Alif (not his real name) is a computer hacker who spends most of his life hiding behind his screen name, making money by protecting opponents of the state from discovery. He lives in a Middle Eastern world referred to vaguely as the City, and he's fallen in love with an aristocratic woman, Intisar, who jilts him for an arranged marriage with a powerful city prince. In obedience to her request that she never see him again, Alif sets out to create a computer code that will hide his online presence from her, regardless of where she goes in the net. But the resulting creation has unexpected consequences, when it draws the attention of the powerful Hand (the City's online police). At the same time, Intisar sends him an old, odd-smelling book for safe-keeping. When the City sends security to question Alif, he goes into hiding in real life (something he's not well adapted for). A series of leads brings him to seek protection from the oddly-named Vikram the Vampire, who may or may not be a jinn. As Alif seeks to untangle the mess he's made of his life--and of his innocent neighbor Dina, who's drawn into his flight--he begins to realize that the world is both bigger and more complicated than he had ever realized.
I know that not every reader will love this as much as I do. I loved the interplay of mythology (here, jinns, efrits, demons, and more) and ordinary life; but more than that, I loved the sensitive way that religion was approached, the way that Alif confronts the limits of his own faith, and the way that his evolving faith in the unseen (both in the unseen world of hackers and the unseen world of the jinn) ultimately becomes his strongest weapon. The language nerd in me loved the sort of post-modern interplay between the digital world of coding and the world of the jinn: the way Vikram tells Alif that "I believe that with the advent of what you call the digital age you have breached a kind of barrier between symbol and symbolized."

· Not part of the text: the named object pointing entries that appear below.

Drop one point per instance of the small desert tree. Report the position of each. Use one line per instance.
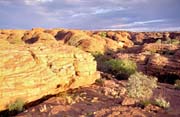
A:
(141, 86)
(120, 67)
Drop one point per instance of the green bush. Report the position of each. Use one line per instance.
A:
(141, 86)
(121, 67)
(177, 84)
(161, 102)
(17, 105)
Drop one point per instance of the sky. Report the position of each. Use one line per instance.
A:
(133, 15)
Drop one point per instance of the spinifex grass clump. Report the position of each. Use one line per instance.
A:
(17, 105)
(124, 67)
(177, 84)
(141, 86)
(161, 102)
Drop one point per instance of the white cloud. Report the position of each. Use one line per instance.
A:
(97, 10)
(34, 2)
(137, 23)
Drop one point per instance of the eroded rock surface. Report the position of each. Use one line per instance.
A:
(29, 73)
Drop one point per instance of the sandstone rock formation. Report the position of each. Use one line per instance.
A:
(32, 72)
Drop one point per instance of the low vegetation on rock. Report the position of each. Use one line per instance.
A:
(17, 105)
(124, 67)
(161, 102)
(177, 84)
(141, 86)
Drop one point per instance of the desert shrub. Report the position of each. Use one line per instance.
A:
(76, 38)
(100, 81)
(177, 84)
(158, 41)
(121, 67)
(17, 105)
(144, 103)
(175, 42)
(141, 86)
(103, 34)
(101, 61)
(161, 102)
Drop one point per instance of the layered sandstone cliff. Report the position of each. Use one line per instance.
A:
(32, 72)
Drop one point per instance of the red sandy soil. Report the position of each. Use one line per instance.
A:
(104, 100)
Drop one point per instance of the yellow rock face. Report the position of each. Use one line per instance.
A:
(38, 70)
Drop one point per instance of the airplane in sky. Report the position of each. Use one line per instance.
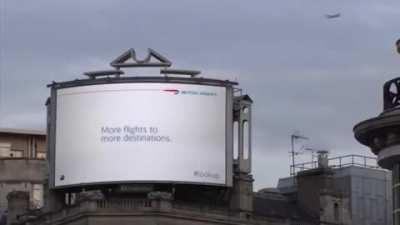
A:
(332, 16)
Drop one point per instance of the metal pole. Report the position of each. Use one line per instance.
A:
(292, 171)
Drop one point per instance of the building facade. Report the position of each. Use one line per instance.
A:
(23, 165)
(364, 187)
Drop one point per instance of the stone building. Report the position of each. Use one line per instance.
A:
(23, 165)
(364, 190)
(382, 135)
(315, 201)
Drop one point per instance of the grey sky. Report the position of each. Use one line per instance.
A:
(303, 71)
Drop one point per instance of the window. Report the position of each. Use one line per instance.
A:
(41, 155)
(336, 211)
(5, 149)
(236, 140)
(246, 140)
(37, 196)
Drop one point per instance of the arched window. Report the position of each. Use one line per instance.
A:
(336, 211)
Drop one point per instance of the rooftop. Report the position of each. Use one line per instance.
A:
(22, 131)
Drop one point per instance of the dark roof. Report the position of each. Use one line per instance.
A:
(266, 206)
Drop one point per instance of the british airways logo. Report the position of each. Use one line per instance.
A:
(185, 92)
(174, 91)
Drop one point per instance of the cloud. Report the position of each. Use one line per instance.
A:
(304, 72)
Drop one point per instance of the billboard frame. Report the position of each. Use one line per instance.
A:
(52, 120)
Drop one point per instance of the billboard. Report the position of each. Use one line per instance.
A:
(140, 132)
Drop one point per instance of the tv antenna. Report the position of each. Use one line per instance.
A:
(295, 136)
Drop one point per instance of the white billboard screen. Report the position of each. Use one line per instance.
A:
(140, 132)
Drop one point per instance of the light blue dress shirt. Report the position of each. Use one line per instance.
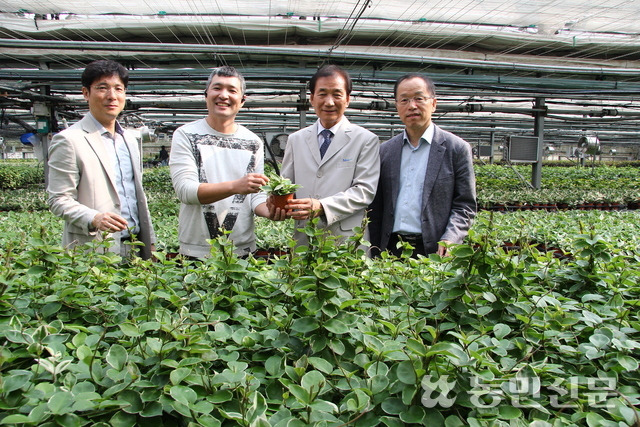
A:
(120, 157)
(413, 167)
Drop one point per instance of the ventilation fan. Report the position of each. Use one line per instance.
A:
(589, 145)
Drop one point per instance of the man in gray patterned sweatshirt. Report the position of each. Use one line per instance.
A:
(217, 169)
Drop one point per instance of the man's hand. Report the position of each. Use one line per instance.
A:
(300, 209)
(442, 249)
(250, 183)
(275, 214)
(110, 222)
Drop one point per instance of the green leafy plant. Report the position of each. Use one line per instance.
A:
(279, 186)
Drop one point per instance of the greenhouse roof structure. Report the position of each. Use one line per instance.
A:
(498, 65)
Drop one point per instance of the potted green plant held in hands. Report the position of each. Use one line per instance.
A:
(280, 189)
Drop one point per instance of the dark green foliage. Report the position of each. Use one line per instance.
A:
(321, 336)
(15, 174)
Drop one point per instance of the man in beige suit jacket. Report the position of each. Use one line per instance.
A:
(95, 181)
(337, 184)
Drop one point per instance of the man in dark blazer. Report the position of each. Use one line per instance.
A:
(95, 180)
(426, 194)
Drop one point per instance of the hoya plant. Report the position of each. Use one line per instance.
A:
(279, 186)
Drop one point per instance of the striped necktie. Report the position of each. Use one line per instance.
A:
(327, 135)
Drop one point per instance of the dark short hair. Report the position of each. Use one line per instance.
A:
(430, 86)
(226, 71)
(328, 71)
(102, 68)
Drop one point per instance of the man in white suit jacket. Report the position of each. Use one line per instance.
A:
(339, 185)
(95, 181)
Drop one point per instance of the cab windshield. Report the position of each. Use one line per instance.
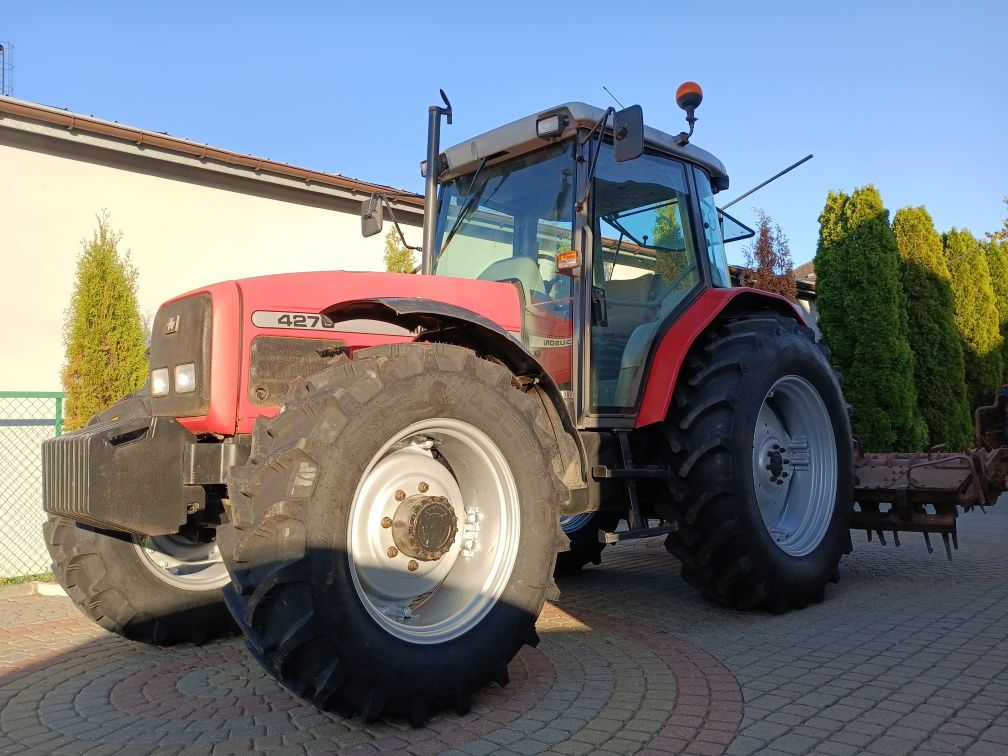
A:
(508, 223)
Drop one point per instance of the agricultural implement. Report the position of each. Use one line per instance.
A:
(371, 475)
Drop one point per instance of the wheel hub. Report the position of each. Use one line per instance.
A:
(777, 464)
(424, 527)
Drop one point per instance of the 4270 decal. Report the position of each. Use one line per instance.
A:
(267, 319)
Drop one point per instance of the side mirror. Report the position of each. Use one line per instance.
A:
(628, 130)
(372, 216)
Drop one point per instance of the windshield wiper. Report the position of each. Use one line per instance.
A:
(468, 202)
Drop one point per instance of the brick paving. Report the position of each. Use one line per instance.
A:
(908, 653)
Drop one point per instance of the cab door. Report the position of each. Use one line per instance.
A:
(644, 272)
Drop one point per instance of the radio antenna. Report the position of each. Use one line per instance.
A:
(612, 95)
(774, 177)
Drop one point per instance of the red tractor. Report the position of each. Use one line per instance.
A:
(384, 521)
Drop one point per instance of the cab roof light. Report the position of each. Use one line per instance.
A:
(550, 125)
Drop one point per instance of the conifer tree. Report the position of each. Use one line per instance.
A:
(976, 316)
(997, 262)
(103, 330)
(398, 259)
(769, 260)
(863, 320)
(938, 369)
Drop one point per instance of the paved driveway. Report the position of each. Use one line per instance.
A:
(908, 653)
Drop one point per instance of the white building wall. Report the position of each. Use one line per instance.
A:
(181, 234)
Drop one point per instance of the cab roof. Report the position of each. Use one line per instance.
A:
(520, 136)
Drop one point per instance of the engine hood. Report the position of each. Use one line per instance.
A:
(322, 290)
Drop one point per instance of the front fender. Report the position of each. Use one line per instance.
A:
(449, 324)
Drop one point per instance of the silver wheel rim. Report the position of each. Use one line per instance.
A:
(181, 562)
(572, 523)
(435, 600)
(794, 466)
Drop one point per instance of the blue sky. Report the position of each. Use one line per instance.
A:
(909, 96)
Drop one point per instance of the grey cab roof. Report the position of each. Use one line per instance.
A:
(520, 136)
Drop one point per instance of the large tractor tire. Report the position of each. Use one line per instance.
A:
(759, 439)
(162, 590)
(395, 531)
(583, 532)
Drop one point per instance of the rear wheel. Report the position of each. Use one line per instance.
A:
(759, 441)
(395, 531)
(159, 590)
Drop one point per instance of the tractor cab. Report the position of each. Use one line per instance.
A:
(608, 229)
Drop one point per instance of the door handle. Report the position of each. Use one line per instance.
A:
(600, 317)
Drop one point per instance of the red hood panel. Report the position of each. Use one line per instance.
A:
(319, 290)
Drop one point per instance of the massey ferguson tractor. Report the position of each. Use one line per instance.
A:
(372, 474)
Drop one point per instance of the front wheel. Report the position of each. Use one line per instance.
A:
(759, 438)
(395, 531)
(159, 590)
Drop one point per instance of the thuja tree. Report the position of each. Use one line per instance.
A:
(976, 316)
(862, 313)
(768, 258)
(938, 370)
(398, 259)
(103, 330)
(997, 262)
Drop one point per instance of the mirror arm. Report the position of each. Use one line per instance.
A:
(391, 215)
(600, 127)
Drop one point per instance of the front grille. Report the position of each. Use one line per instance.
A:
(181, 334)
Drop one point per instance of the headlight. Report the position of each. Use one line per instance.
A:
(159, 382)
(185, 378)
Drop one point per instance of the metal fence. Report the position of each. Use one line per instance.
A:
(26, 419)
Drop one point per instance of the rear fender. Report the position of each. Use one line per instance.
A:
(672, 348)
(448, 324)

Another example of this kind of digital and religious interplay comes when Alif is trying to explain quantum computing to an elderly religious leader. The sheikh responds,
Let me rephrase what I think you have said in language from my own field of study: they say that each word in the Quran has seven thousand layers of meaning, each of which, though some might seem contrary or simply unfathomable to us, exist equally at all times without cosmological contradiction.And Alif, startled, realizes this is exactly what he meant. This kind of philosophizing might drive some readers away, but it's part of what I loved about the novel. It made me think, even as the plot pulled me through. I should add that there's some language here, for readers who are bothered by that sort of thing.